To remove a report follow these steps:
Click the overflow icon () corresponding to the desired report.
In the shortcut menu that is displayed, select the Remove option.
A warning message "Remove Report? Are you sure you want to remove this report? This cannot be undone." is displayed.
Confirm the report removal by clicking the Remove button in the warning message dialogue box. To cancel the report removal, click the Cancel button.
Note
After deleting a report, you can create another report with the same name as the one that you deleted.
Reports are not deleted in HDFS, which means that if you have the URL of the removed report, with the report ID, you can still view the report after you removed it.
Exporting Report's Data Objects
You can export all the data objects of a report as newline-delimited JSON (NDJSON) format. You can then view the exported ndjson file in any editor supporting this format.
There are two ways of exporting those data objects:
directly through the Reports page, using the Export D.O. in the report's contextual menu,
through the Report Details page, Data Objects tab, using the Export Data Objects button.
To export the data objects associated with a report from the Reports page:
Click the overflow icon () corresponding to the desired report.
Click Export D.O. in the contextual menu that is displayed.
Choose the target location for the exported file.
To export data objects associated with a report from its Report Details page:
Click the overflow icon () corresponding to the desired report.
Click View in the contextual menu that is displayed.
On the report details page, click the Data Objects tab.
Click Export Data Objects to export the data objects.
Choose the target location for the exported file.
Tip
Please check the ELK Reference to see how to use the exported data.
Note
When you export the data objects of a database data store of a report, the exported NDJSON file also contains sensitive columns that were extracted from the scan results. The list of sensitive columns gathered in the exported file could be partial. The number of columns in the list depends on the scan configuration and the number of sensitive data matches found.

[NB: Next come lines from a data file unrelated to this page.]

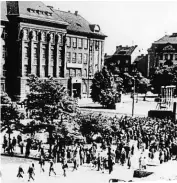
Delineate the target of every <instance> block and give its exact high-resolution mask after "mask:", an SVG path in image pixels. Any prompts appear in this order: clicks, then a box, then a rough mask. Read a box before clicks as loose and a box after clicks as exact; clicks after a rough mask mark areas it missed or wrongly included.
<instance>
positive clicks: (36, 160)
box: [1, 153, 39, 161]
mask: <svg viewBox="0 0 177 183" xmlns="http://www.w3.org/2000/svg"><path fill="white" fill-rule="evenodd" d="M1 156H8V157H16V158H24V159H32V160H36V161H37V160H39V158H35V157H25V156H20V155H18V154H14V155H12V156H11V155H9V154H4V153H1Z"/></svg>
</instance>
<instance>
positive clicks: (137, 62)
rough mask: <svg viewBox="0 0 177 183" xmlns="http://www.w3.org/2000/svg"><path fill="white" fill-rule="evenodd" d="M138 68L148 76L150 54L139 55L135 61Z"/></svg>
mask: <svg viewBox="0 0 177 183" xmlns="http://www.w3.org/2000/svg"><path fill="white" fill-rule="evenodd" d="M132 68H134V69H136V70H137V71H138V72H141V73H142V75H143V76H144V77H146V78H147V77H148V55H147V54H146V55H144V54H141V55H140V56H138V57H137V58H136V59H135V61H134V63H133V67H132Z"/></svg>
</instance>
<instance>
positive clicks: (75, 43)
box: [73, 38, 77, 48]
mask: <svg viewBox="0 0 177 183" xmlns="http://www.w3.org/2000/svg"><path fill="white" fill-rule="evenodd" d="M76 47H77V39H76V38H73V48H76Z"/></svg>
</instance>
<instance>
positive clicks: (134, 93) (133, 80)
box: [132, 78, 135, 116]
mask: <svg viewBox="0 0 177 183" xmlns="http://www.w3.org/2000/svg"><path fill="white" fill-rule="evenodd" d="M134 107H135V78H133V101H132V116H134Z"/></svg>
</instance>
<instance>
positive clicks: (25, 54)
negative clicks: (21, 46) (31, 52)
mask: <svg viewBox="0 0 177 183" xmlns="http://www.w3.org/2000/svg"><path fill="white" fill-rule="evenodd" d="M28 50H29V49H28V47H24V58H25V59H27V58H28V57H29V51H28Z"/></svg>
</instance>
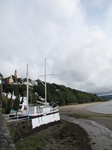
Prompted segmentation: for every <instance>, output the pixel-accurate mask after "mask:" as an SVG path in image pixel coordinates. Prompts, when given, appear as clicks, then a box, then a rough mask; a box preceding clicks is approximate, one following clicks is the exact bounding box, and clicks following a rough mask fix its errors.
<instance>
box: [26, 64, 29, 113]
mask: <svg viewBox="0 0 112 150" xmlns="http://www.w3.org/2000/svg"><path fill="white" fill-rule="evenodd" d="M26 74H27V111H29V108H28V64H27V73H26Z"/></svg>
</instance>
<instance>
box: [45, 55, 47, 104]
mask: <svg viewBox="0 0 112 150" xmlns="http://www.w3.org/2000/svg"><path fill="white" fill-rule="evenodd" d="M45 104H47V88H46V58H45Z"/></svg>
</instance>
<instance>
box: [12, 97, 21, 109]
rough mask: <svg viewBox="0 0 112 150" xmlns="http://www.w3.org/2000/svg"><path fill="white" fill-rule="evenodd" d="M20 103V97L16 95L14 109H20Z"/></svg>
mask: <svg viewBox="0 0 112 150" xmlns="http://www.w3.org/2000/svg"><path fill="white" fill-rule="evenodd" d="M19 103H20V101H19V98H18V97H16V99H15V102H14V106H13V108H14V110H18V109H19Z"/></svg>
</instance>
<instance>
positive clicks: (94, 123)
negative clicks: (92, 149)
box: [59, 102, 112, 150]
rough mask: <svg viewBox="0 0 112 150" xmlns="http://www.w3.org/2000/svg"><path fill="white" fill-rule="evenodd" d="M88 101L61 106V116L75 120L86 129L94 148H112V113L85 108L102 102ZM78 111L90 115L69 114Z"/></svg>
mask: <svg viewBox="0 0 112 150" xmlns="http://www.w3.org/2000/svg"><path fill="white" fill-rule="evenodd" d="M100 103H101V102H97V103H87V104H79V105H70V106H63V107H60V108H59V110H60V113H61V118H62V119H63V120H66V121H69V122H73V123H76V124H78V125H79V126H81V127H82V128H84V129H85V130H86V132H87V133H88V135H89V137H90V138H91V147H92V149H93V150H98V149H99V150H106V149H108V150H111V149H112V115H107V114H101V113H95V112H90V111H88V110H86V109H85V108H86V107H88V106H93V105H97V104H100ZM72 113H78V114H85V115H88V116H89V118H87V119H81V118H80V119H76V118H74V117H68V116H67V114H72Z"/></svg>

Exporting Report's Inaccessible Data Objects
You can export the inaccessible data objects of a report as newline-delimited JSON (NDJSON) format. You can then view the exported ndjson file in any editor supporting this format.
To export the inaccessible data objects associated with a report from its Report Details page:
Click the overflow icon () corresponding to the desired report.
Click View in the contextual menu that is displayed.
On the report details page, click the Inaccessible Data Objects tab.
Click Export Data Objects to export the data objects.
The inaccessible data objects report is downloaded as a .ndjson file.